Evelyn Waugh's acidly funny and formally daring satire, Vile Bodies reveals the darkness and vulnerability that lurks beneath the glittering surface of the high life.
In the years following the First World War a new generation emerges, wistful and vulnerable beneath the glitter. The Bright Young Things of twenties' Mayfair, with their paradoxical mix of innocence and sophistication, exercise their inventive minds and vile bodies in every kind of capricious escapade - whether promiscuity, dancing, cocktail parties or sports cars. In a quest for treasure, a favourite party occupation, a vivid assortment of characters, among them the struggling writer Adam Fenwick-Symes and the glamorous, aristocratic Nina Blount, hunt fast and furiously for ever greater sensations and the fulfilment of unconscious desires.

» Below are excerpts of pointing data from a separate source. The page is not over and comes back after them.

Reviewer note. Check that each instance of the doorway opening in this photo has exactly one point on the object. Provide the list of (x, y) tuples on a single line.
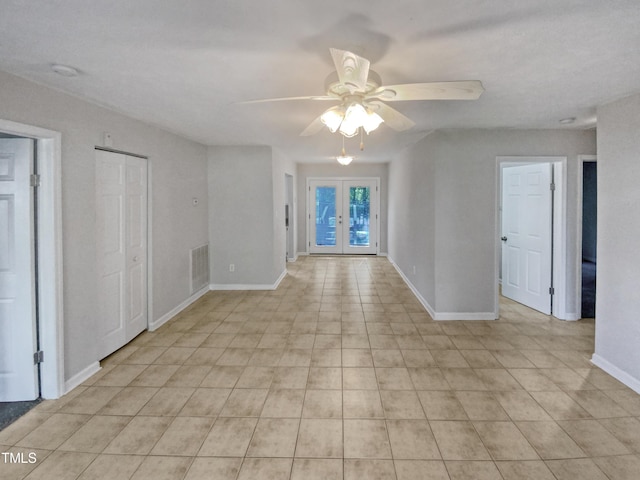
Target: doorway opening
[(531, 252), (587, 229), (343, 216), (44, 202)]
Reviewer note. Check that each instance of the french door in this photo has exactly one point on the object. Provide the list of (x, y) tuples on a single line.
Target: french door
[(343, 216)]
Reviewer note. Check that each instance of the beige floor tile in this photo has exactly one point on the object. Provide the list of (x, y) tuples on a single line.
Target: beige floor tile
[(420, 470), (207, 468), (579, 469), (463, 379), (369, 469), (167, 402), (112, 466), (476, 470), (497, 379), (356, 358), (139, 436), (229, 437), (284, 404), (520, 405), (366, 439), (320, 438), (441, 405), (359, 379), (61, 466), (481, 406), (329, 378), (504, 441), (322, 404), (387, 358), (594, 439), (154, 376), (244, 402), (458, 440), (274, 437), (184, 436), (412, 439), (205, 402), (401, 404), (317, 469), (91, 400), (624, 467), (267, 468), (162, 468), (326, 357), (525, 470), (598, 404), (550, 441), (626, 429), (54, 431), (96, 434)]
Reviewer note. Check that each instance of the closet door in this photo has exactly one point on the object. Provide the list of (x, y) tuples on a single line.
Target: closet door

If you enjoyed Vile Bodies, you might like Waugh's A Handful of Dust, also available in Penguin Modern Classics.
'The high point of the experimental, original Waugh' Malcolm Bradbury, Sunday Times
'This brilliantly funny, anxious and resonant novel ... the difficult edgy guide to the turn of the decade' Richard Jacobs
'It's Britain's Great Gatsby' Stephen Fry, director of Vile Bodies film adaptation Bright Young Things
Evelyn Waugh was born in Hampstead in 1903 and educated at Hertford College, Oxford. In 1928 he published his first novel, Decline and Fall, which was soon followed by Vile Bodies, Black Mischief (1932), A Handful of Dust (1934) and Scoop (1938). During these years he also travelled extensively and converted to Catholicism. In 1939 Waugh was commissioned in the Royal Marines and later transferred to the Royal Horse Guards, experiences which informed his Sword of Honour trilogy (1952-61). His most famous novel, Brideshead Revisited (1945), was written while on leave from the army. Waugh died in 1966.